If it you an ocean swimmer and have not been able to go to the beach for a long time, what can you do?
How can you get your fix of the ocean? How can you feel closer to something that you miss so much?
Perhaps you can hold a seashell up to your ear. As you put your ear to the seashell, you can hear the ocean with its sea breeze and the distinct ambiance of waves and the marine environment. Why is that? Why does the sound of the ocean captured in a seashell no matter where you are?
According to LiveScience, when you listen to a shell, you’re not really hearing the sound of the ocean. The shape of seashells just happens to make them great amplifiers of ambient noise. Any air that makes its way into a shell’s cavity gets bounced around by its hard, curved inner surfaces. The resonating air produces sound…which sounds strangely like the beach.
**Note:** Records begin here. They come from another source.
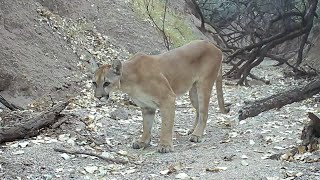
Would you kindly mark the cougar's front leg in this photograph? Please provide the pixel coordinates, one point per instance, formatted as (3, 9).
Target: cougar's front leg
(148, 118)
(167, 109)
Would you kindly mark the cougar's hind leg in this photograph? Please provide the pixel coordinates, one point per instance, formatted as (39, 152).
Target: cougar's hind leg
(194, 101)
(167, 110)
(204, 89)
(148, 118)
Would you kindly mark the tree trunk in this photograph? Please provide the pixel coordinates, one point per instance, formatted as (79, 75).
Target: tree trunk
(32, 126)
(279, 100)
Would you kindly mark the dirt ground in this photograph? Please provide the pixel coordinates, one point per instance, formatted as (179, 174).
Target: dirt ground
(33, 46)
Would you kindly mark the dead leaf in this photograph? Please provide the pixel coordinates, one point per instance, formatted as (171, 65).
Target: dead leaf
(228, 158)
(182, 176)
(216, 169)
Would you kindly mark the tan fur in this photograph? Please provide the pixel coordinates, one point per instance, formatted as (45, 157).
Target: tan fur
(154, 81)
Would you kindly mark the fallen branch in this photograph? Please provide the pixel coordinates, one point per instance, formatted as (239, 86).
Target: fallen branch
(11, 106)
(32, 126)
(119, 161)
(279, 100)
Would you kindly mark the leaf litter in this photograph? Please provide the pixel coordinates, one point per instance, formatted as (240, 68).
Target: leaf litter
(251, 142)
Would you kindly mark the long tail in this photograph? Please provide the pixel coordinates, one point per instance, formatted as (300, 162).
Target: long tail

And that is good enough for us.
Stanford Handfield is a artist from Turks & Caicos who created conch shell awards for the Race For The Conch Eco-SeaSwim event. The owner of Fisherman Marine Art was born and raised surrounded by the Caribbean sea and has learned to live simply, using the resources from the Turks and Caicos ocean environment. He developed a conch shell business utilizing these ocean resources and making these natural items available in the Turks & Caicos Islands and beyond. Stanford free dives for the sea shells he sells. His main business deals in using the most common shell found in Turks and Caicos Islands, the Conch shell, to create unique, beautiful and useful pieces of art.